The vegetable prices, that generally relax by this time due to the arrival of new Kharif crops, are refusing to come down after late monsoon downpour across caused a supply crunch across the country.
The early crops got damaged due to rains, according to a trader.
Potato, tomato, cauliflower, spinach and other green vegetables are selling at around 50 per cent higher rates compared with the last winter season. Though tomato prices have come down considerably compared to last month, it was still higher than last year.
Onion, tomato and other vegetables, as well as oilseeds and pulses crops, were affected by October rains in Madhya Pradesh, Maharashtra and Rajasthan. It has also led to a rise in prices of edible oil and pulses.
What does the data suggest?
As per the data presented by Ram Vilas Paswan, Minister for Consumer Affairs, Food and Public Distribution, in Parliament recently, onion prices have increased over 400 per cent after March.
Prices of onions rose from Rs 15.87 a kg in March to Rs 81.90 a kg on December 3, 2019, the data showed.
According to the data, prices of rice, wheat, flour, pulses, edible oil, tea, sugar, jaggery, vegetables and milk have shown an upward trend this year. Even prices of wheat and rice increased by nearly 10 per cent.
The hike in prices of vegetables and other food items pushed the November retail inflation to 5.54 per cent from 4.62 per cent in October, highest since 2016. The consumer price index-based retail inflation was 2.33 per cent in November 2018.
As per the data released this week, vegetable rates went up to 35.99 per cent in November from 26.10 per cent in October. Food price inflation was 10.01 per cent in November.
Onion prices increased over 38 per cent in November. The average retail price of onion in the national capital territory increased from Rs 55 a kg on November 1 to Rs 76 a kg on November 30, as per the Department of Consumer Affairs figures.
Prices of potato and tomato too increased in November.

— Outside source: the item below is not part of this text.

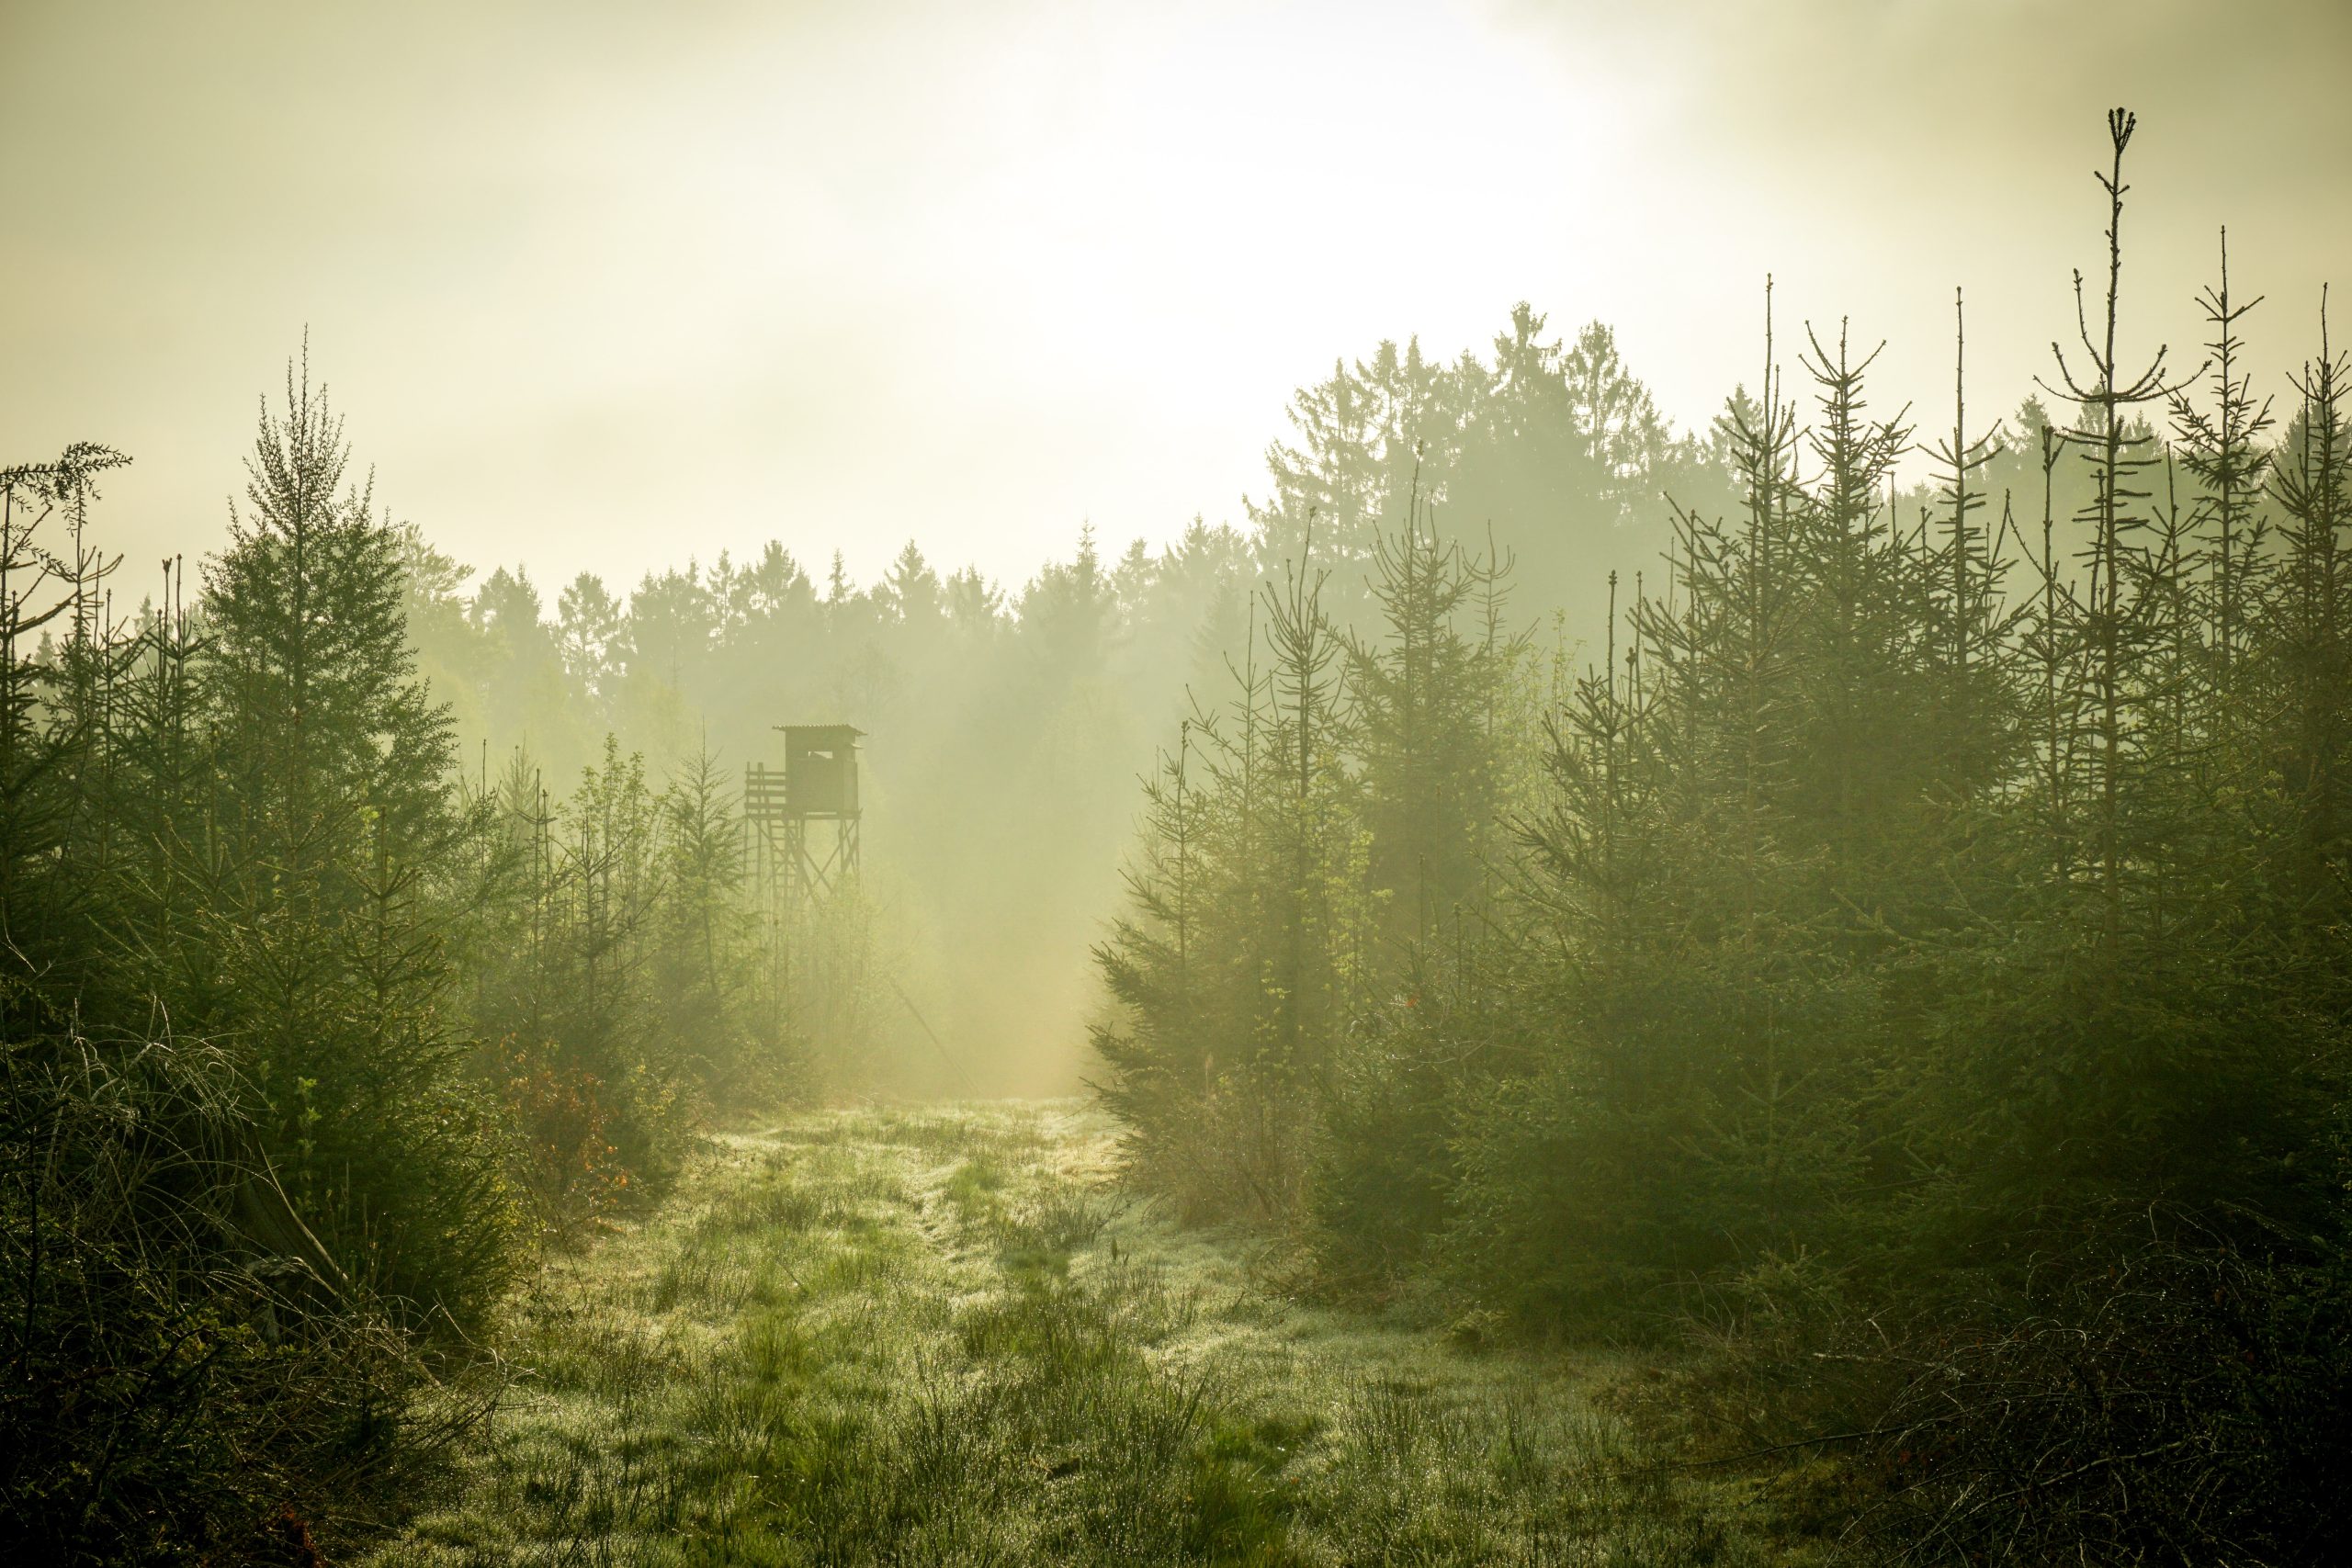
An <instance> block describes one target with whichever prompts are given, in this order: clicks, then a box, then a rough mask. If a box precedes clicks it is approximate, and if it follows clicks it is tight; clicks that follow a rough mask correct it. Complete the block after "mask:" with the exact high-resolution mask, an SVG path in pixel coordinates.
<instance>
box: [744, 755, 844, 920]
mask: <svg viewBox="0 0 2352 1568" xmlns="http://www.w3.org/2000/svg"><path fill="white" fill-rule="evenodd" d="M776 729H781V731H783V769H771V766H764V764H760V762H753V764H750V766H746V769H743V827H746V832H748V835H750V858H753V882H755V884H757V886H760V891H762V893H764V896H767V898H769V900H771V903H774V905H776V907H781V910H786V912H793V910H800V907H804V905H809V903H814V900H816V898H823V896H830V893H835V891H840V886H842V882H844V879H849V877H854V875H856V870H858V820H861V811H858V741H861V738H863V736H866V731H863V729H856V726H851V724H779V726H776ZM811 823H826V825H828V827H821V830H816V832H814V835H811V830H809V825H811Z"/></svg>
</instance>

Priti Singh, a housewife in Greater Noida, said: "Onion has been bringing tears for the past few months, rise in prices of other vegetables has also affected my kitchen budget."
Prices of cauliflower, spinach and other green vegetables were ruling above Rs 50 a kg, she added.
As per the consumer affairs department price list, tomato prices were Rs 10-80 a kg on December 14 against Rs 10-50 a kg on the year-ago date.
According to Amit Shukla, a pulse market analyst, green vegetables usually become cheaper with the start of winter and impacts pulses demand. But that's not the case this year. As prices of most vegetables were still high, the consumption demand for pulses had not declined.
Meanwhile, edible oil prices have shot up considerably due to costlier imports of palm oil from Malaysia and Indonesia. Prices of crude palm oil (CPO) have increased over 15 per cent past month, which led to a significant rise in oilseeds and edible oil rates in India.